Perhaps Congress needs to create a federal court, limited in its lifespan and singular in scope, to hear these specific cases; to hear cases specific to the issue of mass deportations and the expulsion of violent criminal illegal aliens and those who have arrived illegally through our borders during the Obama and Biden years. They have the power to create lower courts. Why not use it and dictate the terms?
The Boasberg saga underscores a deeper rot in the lower courts: a lack of accountability. Unlike Supreme Court justices, whose rulings are scrutinized by a national audience, district judges operate in relative obscurity, wielding immense power with little oversight. Boasberg’s failure to recuse himself, despite his family’s entanglements, is a glaring ethical lapse that would sink a lesser official. Yet the judiciary’s self-policing mechanisms are notoriously weak, leaving the public with few recourses beyond calls for impeachment—a drastic step that, as Chief Justice John Roberts recently noted, is unlikely to succeed.
So why do these judges persist in obstructing the removal of violent gang members? It’s a mix of ideology, self-interest, and an arrogance born of unassailable tenure. They see themselves not as servants of the law but as guardians of a pseudo-utopian vision, one where borders are irrelevant and criminals are just misunderstood victims.

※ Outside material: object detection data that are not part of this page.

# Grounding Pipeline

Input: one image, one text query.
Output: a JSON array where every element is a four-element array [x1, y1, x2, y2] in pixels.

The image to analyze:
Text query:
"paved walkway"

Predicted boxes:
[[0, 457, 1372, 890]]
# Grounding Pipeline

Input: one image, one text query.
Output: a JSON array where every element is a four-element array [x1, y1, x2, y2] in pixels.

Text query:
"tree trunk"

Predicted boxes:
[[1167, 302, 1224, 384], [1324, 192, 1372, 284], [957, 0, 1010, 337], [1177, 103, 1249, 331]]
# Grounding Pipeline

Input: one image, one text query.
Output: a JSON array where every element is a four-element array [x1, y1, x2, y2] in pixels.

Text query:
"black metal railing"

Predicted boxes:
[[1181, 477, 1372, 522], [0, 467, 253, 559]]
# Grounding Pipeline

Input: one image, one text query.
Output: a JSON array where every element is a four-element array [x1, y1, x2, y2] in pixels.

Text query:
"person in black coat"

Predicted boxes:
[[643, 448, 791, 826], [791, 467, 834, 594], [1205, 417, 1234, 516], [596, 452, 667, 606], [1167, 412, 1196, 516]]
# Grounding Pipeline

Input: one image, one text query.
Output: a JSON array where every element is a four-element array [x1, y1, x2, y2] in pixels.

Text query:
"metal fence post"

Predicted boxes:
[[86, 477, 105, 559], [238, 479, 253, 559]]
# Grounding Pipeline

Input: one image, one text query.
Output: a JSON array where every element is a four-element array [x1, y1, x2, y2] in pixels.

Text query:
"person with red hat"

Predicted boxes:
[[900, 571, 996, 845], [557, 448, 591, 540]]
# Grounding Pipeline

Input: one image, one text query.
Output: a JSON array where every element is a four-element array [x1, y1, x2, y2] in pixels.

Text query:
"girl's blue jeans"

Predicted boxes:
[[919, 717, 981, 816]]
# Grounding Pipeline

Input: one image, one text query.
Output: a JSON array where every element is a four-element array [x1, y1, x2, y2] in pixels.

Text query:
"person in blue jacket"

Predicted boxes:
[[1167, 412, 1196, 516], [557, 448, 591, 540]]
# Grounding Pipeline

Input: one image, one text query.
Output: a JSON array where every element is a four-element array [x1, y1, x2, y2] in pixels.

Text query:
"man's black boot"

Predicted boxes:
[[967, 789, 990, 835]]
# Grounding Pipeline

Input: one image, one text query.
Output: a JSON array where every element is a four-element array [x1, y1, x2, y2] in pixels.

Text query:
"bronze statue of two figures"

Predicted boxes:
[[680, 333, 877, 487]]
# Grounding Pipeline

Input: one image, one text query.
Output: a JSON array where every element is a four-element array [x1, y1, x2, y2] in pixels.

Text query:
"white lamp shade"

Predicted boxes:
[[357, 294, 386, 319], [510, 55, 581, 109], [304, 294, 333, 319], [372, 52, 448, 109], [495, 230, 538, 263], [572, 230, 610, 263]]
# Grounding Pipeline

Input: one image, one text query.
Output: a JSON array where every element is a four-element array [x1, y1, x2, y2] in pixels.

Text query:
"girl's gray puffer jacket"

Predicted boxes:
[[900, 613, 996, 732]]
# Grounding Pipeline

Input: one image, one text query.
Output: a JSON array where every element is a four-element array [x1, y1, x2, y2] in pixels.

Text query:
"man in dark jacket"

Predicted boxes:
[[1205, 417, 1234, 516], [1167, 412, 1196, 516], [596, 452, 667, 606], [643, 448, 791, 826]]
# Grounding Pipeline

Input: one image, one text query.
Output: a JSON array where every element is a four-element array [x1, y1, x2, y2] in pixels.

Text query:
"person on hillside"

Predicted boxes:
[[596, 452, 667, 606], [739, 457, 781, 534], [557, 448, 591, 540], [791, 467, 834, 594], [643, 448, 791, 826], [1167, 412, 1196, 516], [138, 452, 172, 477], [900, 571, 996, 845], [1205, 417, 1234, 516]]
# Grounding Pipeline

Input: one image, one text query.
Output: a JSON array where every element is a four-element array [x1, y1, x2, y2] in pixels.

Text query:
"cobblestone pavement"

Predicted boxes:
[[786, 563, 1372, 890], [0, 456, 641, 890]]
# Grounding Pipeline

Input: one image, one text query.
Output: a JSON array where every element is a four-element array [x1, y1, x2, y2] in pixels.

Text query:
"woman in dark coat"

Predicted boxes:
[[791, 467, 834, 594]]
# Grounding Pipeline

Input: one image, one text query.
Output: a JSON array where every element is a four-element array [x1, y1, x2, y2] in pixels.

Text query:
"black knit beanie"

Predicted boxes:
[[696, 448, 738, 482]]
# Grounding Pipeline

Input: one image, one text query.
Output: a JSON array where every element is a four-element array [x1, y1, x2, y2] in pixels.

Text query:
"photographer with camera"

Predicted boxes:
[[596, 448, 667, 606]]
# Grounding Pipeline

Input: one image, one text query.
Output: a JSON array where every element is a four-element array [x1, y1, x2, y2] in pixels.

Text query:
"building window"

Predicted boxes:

For Judge Boasberg, the personal stakes amplify this tendency, casting a shadow over his rulings that no amount of legal jargon can dispel. Until the federal judiciary is reined in—whether through legislative reform, public pressure, or a reckoning at the ballot box—the safety of Americans will remain hostage to the whims of unelected jurists more loyal to their biases than to the people they swore to serve.
The question isn’t just why they’re doing this—it’s how long we’ll let them get away with it.